Hi there, if you missed part 1 where I dove into SQL insights, check it out here.
In part 2 it’s all about Python and digging deep to pull insights.
Purpose: Prepare and clean the dataset for deeper analysis and visualization, then explore what makes a hit song across platforms like Spotify, Apple, and Shazam.
Key Tasks:
• Handle missing values and normalize column names
• Convert columns to correct datatypes
• Engineer new features such as release_date
• Explore relationships between features(e.g., valence, danceability, energy) and the number of streams.
Skills & Tools
Pandas, NumPy, Matplotlib/Seaborn, feature engineering, data wrangling, exploratory data analysis
At first glance there are several columns, artists, and tracks. I noticed there are charts for Spotify, Apple, etc. so I want to better understand what makes these hits.
Data Cleaning & Preparation
import pandas as pd
spotify = pd.read_csv(“spotify-2023.csv”, encoding=”ISO-8859-1″)
spotify
First goal is to take a look at the dataset and see what pops out. The various playlists for Spotify, Apple, and others stands out. Also, take a look at the track names, artists, and release years. I wonder if danceability, energy, and other features have an impact on whether or not a song is in the playlist?
Let’s dive deeper!

Using the describe method for mean, max, min, standard deviation, etc.
spotify.describe()

standard describe summary
summary = spotify.describe().T # Transpose so columns are rows
helps spot outliers early on. More readability for count, mean, min, etc.
Adding extra info: range (max – min)
summary[‘range’] = summary[‘max’] – summary[‘min’]
summary

Identify null values
spotify.isnull().sum()

If there are missing values, I’m changing it to 0 meaning it doesn’t show up in the chart.
spotify[‘in_shazam_charts’] = spotify[‘in_shazam_charts’].fillna(0)
Checking the values of the key column before changing the missing values
spotify[‘key’].unique()
array(['B', 'C#', 'F', 'A', 'D', 'F#', nan, 'G#', 'G', 'E', 'A#', 'D#'],
dtype=object)
Verifying that missing values are gone
spotify['key'].unique()
array(['B', 'C#', 'F', 'A', 'D', 'F#', 'G#', 'G', 'E', 'A#', 'D#'],
dtype=object)
Checking the data types. If I were doing machine learning, I'd convert the features used to numerical values.

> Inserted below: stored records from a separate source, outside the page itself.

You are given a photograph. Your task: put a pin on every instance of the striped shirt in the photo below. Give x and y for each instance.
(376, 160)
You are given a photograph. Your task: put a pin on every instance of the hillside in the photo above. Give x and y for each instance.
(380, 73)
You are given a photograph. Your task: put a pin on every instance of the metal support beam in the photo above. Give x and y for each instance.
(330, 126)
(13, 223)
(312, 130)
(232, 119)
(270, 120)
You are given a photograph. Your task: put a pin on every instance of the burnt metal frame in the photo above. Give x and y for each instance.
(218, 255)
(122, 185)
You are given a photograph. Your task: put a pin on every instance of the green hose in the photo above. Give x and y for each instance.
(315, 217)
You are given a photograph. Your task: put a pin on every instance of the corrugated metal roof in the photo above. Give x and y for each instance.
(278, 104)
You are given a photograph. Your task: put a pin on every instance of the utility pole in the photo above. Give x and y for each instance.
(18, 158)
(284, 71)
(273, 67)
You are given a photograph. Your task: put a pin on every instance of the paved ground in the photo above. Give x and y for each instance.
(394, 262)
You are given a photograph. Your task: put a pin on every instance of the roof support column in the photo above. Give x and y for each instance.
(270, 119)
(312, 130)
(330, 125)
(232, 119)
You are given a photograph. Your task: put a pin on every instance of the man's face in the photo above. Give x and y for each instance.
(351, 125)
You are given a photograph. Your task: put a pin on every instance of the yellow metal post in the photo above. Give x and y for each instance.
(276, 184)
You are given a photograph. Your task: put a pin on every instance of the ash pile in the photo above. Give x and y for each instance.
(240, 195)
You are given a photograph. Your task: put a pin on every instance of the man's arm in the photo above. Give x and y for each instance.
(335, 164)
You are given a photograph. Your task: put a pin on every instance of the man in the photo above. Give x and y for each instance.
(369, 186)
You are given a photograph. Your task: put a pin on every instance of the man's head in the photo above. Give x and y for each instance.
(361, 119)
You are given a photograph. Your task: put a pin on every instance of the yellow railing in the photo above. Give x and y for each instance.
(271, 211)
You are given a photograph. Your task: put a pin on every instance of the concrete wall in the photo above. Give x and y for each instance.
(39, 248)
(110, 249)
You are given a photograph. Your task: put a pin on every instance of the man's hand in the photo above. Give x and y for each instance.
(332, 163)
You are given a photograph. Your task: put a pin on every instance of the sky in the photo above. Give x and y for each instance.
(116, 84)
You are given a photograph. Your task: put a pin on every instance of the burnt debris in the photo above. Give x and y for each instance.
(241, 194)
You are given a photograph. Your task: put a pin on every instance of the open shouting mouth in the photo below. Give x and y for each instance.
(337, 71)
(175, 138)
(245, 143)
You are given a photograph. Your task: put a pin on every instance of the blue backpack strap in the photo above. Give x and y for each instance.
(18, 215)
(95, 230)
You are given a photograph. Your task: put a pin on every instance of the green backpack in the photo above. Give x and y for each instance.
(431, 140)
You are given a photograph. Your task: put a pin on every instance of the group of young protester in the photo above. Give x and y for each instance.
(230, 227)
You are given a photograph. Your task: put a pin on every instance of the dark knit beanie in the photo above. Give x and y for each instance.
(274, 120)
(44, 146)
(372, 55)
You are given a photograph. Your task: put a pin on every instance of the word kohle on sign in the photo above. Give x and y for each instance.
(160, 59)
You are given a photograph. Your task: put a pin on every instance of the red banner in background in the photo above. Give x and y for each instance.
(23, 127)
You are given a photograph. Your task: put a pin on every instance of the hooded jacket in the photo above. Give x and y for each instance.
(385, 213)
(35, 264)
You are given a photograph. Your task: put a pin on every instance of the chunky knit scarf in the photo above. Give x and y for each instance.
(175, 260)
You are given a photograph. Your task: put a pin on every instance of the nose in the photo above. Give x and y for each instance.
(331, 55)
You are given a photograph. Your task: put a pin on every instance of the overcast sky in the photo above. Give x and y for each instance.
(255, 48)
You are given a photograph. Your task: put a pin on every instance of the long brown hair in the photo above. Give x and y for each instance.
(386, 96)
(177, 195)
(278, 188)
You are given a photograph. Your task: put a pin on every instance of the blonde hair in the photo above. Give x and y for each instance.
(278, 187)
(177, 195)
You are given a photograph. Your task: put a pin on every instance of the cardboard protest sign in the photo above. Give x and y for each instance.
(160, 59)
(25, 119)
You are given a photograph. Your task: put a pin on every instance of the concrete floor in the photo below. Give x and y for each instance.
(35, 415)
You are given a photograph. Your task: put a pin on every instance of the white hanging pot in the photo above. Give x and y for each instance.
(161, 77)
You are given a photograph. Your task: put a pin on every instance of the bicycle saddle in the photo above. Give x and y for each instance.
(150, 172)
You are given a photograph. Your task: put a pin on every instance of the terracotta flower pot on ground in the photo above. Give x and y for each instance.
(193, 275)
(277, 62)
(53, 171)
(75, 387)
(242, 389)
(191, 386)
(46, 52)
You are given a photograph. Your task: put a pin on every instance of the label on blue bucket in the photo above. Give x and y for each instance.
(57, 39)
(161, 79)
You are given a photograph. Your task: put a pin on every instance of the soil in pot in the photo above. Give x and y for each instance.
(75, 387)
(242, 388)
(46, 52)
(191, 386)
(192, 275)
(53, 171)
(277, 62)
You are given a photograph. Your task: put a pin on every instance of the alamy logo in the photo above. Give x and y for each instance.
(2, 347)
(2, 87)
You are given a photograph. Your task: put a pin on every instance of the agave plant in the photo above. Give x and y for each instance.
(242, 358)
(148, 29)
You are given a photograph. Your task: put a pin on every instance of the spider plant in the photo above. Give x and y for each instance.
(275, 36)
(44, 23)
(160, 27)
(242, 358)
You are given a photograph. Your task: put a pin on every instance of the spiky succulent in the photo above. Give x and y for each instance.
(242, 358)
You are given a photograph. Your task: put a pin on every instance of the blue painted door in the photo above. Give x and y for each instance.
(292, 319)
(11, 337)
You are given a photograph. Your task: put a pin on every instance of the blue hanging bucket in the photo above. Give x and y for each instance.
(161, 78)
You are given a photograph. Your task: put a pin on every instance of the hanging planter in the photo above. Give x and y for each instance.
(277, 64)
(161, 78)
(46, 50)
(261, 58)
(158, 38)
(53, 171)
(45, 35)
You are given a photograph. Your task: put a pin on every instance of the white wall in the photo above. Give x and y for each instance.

Combining year, month, and day into one data time column.
spotify[‘release_date’] = pd.to_datetime(spotify.rename(columns={‘released_year’: ‘year’, ‘released_month’: ‘month’, ‘released_day’: ‘day’})[[‘year’, ‘month’, ‘day’]])
spotify.dtypes

spotify[‘streams’] = pd.to_numeric(spotify[‘streams’], errors=’coerce’)
Checking the unique values in the mode column
spotify[‘mode’].unique()
array(['Major', 'Minor'], dtype=object)
spotify['in_deezer_playlists'] = spotify['in_deezer_playlists'].str.replace(',', '', regex=True).astype(int)
spotify['in_shazam_charts'] = spotify['in_shazam_charts'].str.replace(',', '', regex=True)
# filling missing values with 0
spotify['in_shazam_charts'] = spotify['in_shazam_charts'].fillna('0').astype(int)
For readability I'm changing the column name from artist(s)_name to artist_name.
spotify = spotify.rename(columns={'artist(s)_name': 'artist_name'})
spotify['artist_name']

It’s important to check the dataset throughout to ensure accuracy.
I then checked for any duplicates, there are none.
spotify.duplicated().sum()
0
I then checked the spelling of the artists’ names.
spotify[‘artist_name’].head(10)
Exploratory Data Analysis
After some data cleaning it’s time for exploratory data analysis to check for correlations and strong features.
import matplotlib.pyplot as plt
Plot histogram
spotify[‘streams’].plot(kind=’hist’, bins=20)
plt.title(‘Distribution of Song Streams’)
plt.xlabel(‘Number of Streams’)
plt.ylabel(‘Count of Songs’)
plt.show()
Notice how it’s right skewed. This means that the mean is greater than the median.

Plot histogram
spotify[‘energy_%’].plot(kind=’hist’, bins=20)
plt.title(‘Energy Level of the Song’)
plt.xlabel(‘Energy Level’)
plt.ylabel(‘Count of Songs’)
plt.show()
Some skew to the left. The mean is less than the median.

Plot histogram
spotify[‘danceability_%’].plot(kind=’hist’, bins=20)
plt.title(‘Danceability of the Song’)
plt.xlabel(‘Danceability Level’)
plt.ylabel(‘Count of Songs’)
plt.show()
Danceability is more evenly spread across tracks.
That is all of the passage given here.